Cette mise en état processuelle conduit à l’examen du fondement légal du divorce, limité ici aux articles 237 et 238 du code civil. Le juge retient l’une des causes objectives du divorce, détachée de toute faute, et adaptée aux séparations durables. La solution paraît d’autant plus attendue que la défaveur du défendeur est indifférente dès lors que les conditions légales sont établies.
B – L’altération définitive du lien conjugal et ses effets patrimoniaux
Le dispositif cristallise la solution: « CONSTATE l’altération définitive du lien conjugal » et « PRONONCE […] le divorce pour altération définitive du lien conjugal ». La décision illustre la nature objective de ce cas: la cessation prolongée de la communauté de vie suffit, pourvu que sa durée légalement exigée soit caractérisée à la date pertinente. La défaillance n’interdit pas le constat dès lors que les éléments produits emportent conviction.
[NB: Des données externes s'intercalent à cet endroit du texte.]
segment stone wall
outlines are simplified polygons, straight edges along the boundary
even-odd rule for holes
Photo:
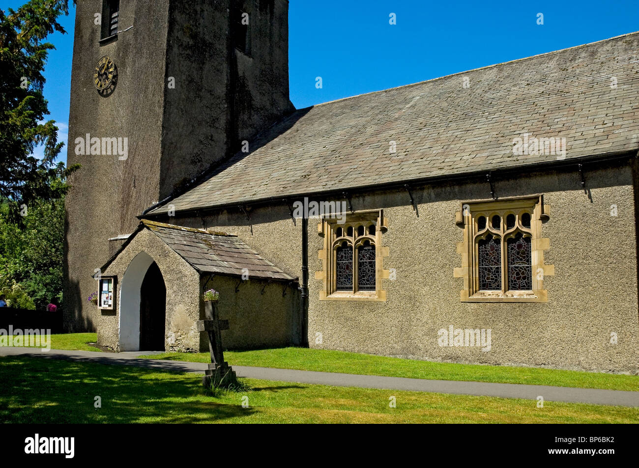
[[[629,372],[639,369],[636,245],[633,180],[629,166],[587,169],[586,190],[576,170],[497,179],[496,195],[543,194],[551,207],[542,237],[550,239],[544,278],[547,303],[461,303],[461,264],[456,243],[463,229],[455,213],[466,201],[490,197],[488,183],[441,184],[412,190],[419,216],[403,190],[351,198],[356,211],[384,209],[389,249],[383,268],[385,302],[320,301],[323,248],[316,220],[309,222],[308,340],[312,347],[417,359],[484,364]],[[616,205],[617,216],[610,215]],[[179,215],[179,213],[178,213]],[[239,212],[171,222],[240,236],[280,268],[301,277],[301,222],[284,205],[256,208],[251,222]],[[440,347],[438,331],[491,330],[489,352]],[[611,333],[618,342],[611,343]],[[321,333],[322,342],[316,342]]]

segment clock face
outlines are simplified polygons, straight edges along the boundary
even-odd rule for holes
[[[93,70],[93,84],[100,94],[108,96],[117,82],[118,67],[112,59],[105,56],[98,61]]]

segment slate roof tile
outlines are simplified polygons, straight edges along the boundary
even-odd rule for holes
[[[200,271],[249,278],[293,281],[293,278],[235,236],[213,234],[203,229],[142,220],[145,227]]]
[[[298,110],[171,204],[194,209],[556,160],[514,157],[525,133],[566,138],[566,159],[636,150],[637,50],[633,33]]]

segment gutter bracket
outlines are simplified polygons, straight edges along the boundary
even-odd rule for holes
[[[493,200],[497,200],[497,197],[495,196],[495,183],[493,181],[492,172],[488,172],[486,174],[486,180],[490,185],[490,196]]]
[[[282,201],[288,207],[288,212],[291,215],[291,219],[293,220],[293,225],[297,225],[295,223],[295,216],[293,215],[293,205],[289,202],[288,199],[282,199]]]
[[[581,164],[581,163],[578,164],[577,165],[577,169],[579,170],[579,175],[581,177],[581,188],[585,189],[585,188],[586,188],[586,178],[585,178],[585,177],[583,175],[583,165]]]
[[[240,211],[244,213],[244,216],[246,216],[246,220],[250,223],[250,216],[247,212],[245,207],[243,205],[238,205],[238,208],[240,209]]]
[[[351,210],[351,213],[353,213],[353,204],[351,203],[351,198],[346,192],[342,192],[342,196],[344,197],[346,200],[348,200],[348,209]]]

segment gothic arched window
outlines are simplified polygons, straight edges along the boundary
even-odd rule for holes
[[[337,291],[353,291],[353,248],[343,243],[335,249]]]
[[[479,289],[502,289],[502,243],[499,238],[488,236],[479,241]]]
[[[554,266],[544,263],[550,239],[541,237],[550,219],[542,195],[461,204],[456,223],[464,227],[457,245],[464,278],[463,302],[547,302],[544,276]]]
[[[369,241],[357,249],[357,289],[375,291],[375,246]]]
[[[530,255],[530,238],[520,232],[509,239],[508,289],[511,291],[532,289],[532,265]]]

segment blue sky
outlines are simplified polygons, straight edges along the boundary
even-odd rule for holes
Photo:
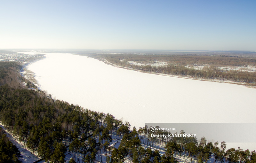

Le juge fixe les effets patrimoniaux au plus près de la dynamique procédurale: « DIT que le jugement de divorce produit ses effets […] à la date du 8 mars 2024 ». Le choix de la date de l’assignation, ici retenu, ordonne les rapports pécuniaires et borne la période de coïncidence patrimoniale. Cette fixation, conforme aux textes, limite les rétroactivités incertaines et clarifie l’assiette des opérations à venir.
II – Valeur et portée de la solution
A – Une solution cohérente avec le régime objectif du divorce
Le recours à l’altération définitive du lien conjugal préserve la lisibilité du droit positif. La décision évite tout débat inutile sur la faute et s’inscrit dans une logique pacifiée du contentieux. En soulignant la compétence, la loi applicable, puis la recevabilité, le juge sécurise le syllogisme avant de prononcer: « PRONONCE, sur le fondement des articles 237 et 238 du code civil, le divorce ».
La fixation des effets à la date de l’assignation renforce la sécurité des régimes matrimoniaux. La méthode évite l’aléa d’une reconstitution probatoire plus ancienne, rarement consensuelle. Elle offre un point de départ clair pour l’inventaire, la valorisation et la compensation, sans priver les parties de la possibilité de démontrer, le cas échéant, des circonstances particulières dans une instance distincte.
B – Des conséquences pratiques maîtrisées: publicité, noms, liquidation et voies de recours
L’office du juge est complété par des mesures accessoires classiques. Il « ORDONNE la publicité de cette décision […] conformément aux dispositions de l’article 1082 du code de procédure civile ». Il « RAPPELLE qu’après le divorce, chacun des époux perd l’usage du nom de son conjoint », puis « RAPPELLE que le divorce emporte révocation de plein droit des avantages matrimoniaux […] et des dispositions à cause de mort ». L’architecture des effets extrapatrimoniaux demeure ainsi parfaitement orthodoxe.
S’agissant du volet liquidatif, la juridiction « DIT n’y avoir lieu d’ordonner la liquidation et le partage » et « RENVOIE […] à procéder à l’amiable […] et, en cas de litige, à saisir le juge […] selon les règles définies aux articles 1360 et suivants du Code de procédure civile ». Enfin, le juge « DIT n’y avoir lieu à exécution provisoire » et « RAPPELLE que le présent jugement est susceptible d’appel », ce qui préserve les droits procéduraux tout en encadrant la suite des opérations.